This specification describes allowed input and required output of method_workflows
to ensure that the benchmarking_workflows
have access to files of the same format from each participant.
Outputs depend on features available for the participant (i.e. not all participants perform de novo identification of PAS) and can be grouped into four categories:
- identification benchmarking event:
- BED file with identified poly(A) sites with single nucleotide resolution
- absolute quantification benchmarking event:
- BED file with identified unique poly(A) sites and TPM values for each site
- relative quantification benchmarking event:
- BED file with identified unique poly(A) sites and relative usage values for each site
- differential usage benchmarking event (not yet implemented)
- TSV file with gene ID and significance of differential PAS usage
Inputs to method workflows are provided by APAeval.

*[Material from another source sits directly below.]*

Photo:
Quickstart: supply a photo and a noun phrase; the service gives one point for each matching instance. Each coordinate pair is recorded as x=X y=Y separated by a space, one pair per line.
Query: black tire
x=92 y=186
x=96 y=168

# | Format | Link | Example data | Description |
---|---|---|---|---|
1 | BAM | Specification | - | BAM file with mapped RNA seq reads Pre-processing done with nfcore-rnaseq |
2 | GTF | Specification | Link | GTF file with genome annotation including 3' UTRs |
OUTCODE | Format | Link | Example data |
---|---|---|---|
01 | BED | Specification | Link |
02 | BED | Specification | Link |
03 | TSV | Wikipedia | Not yet implemented |
04 | BED | Specification | Link |
This BED file contains single-nucleotide position of poly(A) sites identified by the participant.
Fields:
- chrom - the name of the chromosome
- chromStart - the starting position of the feature in the chromosome; this corresponds to the last nucleotide just upstream of the cleavage and polyadenylation reaction; the starting position is 0-based, i.e. the first base on the chromosome is numbered 0
- chromEnd - the ending position of the feature in the chromosome; as identified PAS are single-nucleotide, the ending position is equal to
chromStart + 1
- name - defines the name of the identified poly(A) site
- score - not used, leave as "."
- strand - defines the strand; either "." (=no strand) or "+" or "-".

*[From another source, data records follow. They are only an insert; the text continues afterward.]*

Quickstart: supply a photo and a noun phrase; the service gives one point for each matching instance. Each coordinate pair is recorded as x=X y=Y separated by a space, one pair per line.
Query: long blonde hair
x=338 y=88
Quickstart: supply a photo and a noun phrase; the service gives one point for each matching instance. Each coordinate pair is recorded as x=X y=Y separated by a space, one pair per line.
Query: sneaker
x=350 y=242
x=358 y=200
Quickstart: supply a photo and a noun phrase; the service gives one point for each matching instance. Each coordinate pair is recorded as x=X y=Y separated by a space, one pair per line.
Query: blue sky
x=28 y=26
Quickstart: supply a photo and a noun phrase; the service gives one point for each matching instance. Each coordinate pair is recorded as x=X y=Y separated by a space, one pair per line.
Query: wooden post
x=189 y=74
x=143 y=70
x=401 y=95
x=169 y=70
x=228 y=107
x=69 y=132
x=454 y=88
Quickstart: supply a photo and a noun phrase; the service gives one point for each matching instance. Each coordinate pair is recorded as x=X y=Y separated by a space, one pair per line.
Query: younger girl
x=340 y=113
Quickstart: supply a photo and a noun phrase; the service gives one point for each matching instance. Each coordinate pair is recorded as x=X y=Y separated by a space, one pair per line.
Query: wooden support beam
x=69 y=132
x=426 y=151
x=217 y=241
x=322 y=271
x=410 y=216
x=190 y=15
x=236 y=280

This BED file contains positions of unique poly(A) sites with TPM values for each identified site in the score column.
Fields:
- chrom - the name of the chromosome
- chromStart - the starting position of the feature in the chromosome; this corresponds to the last nucleotide just upstream of the cleavage and polyadenylation reaction; the starting position is 0-based, i.e. the first base on the chromosome is numbered 0
- chromEnd - the ending position of the feature in the chromosome; as identified PAS are single-nucleotide, the ending position is equal to
chromStart + 1
- name - defines the name of the identified poly(A) site
- score - TPM value for the identified site
- strand - defines the strand; either "." (=no strand) or "+" or "-".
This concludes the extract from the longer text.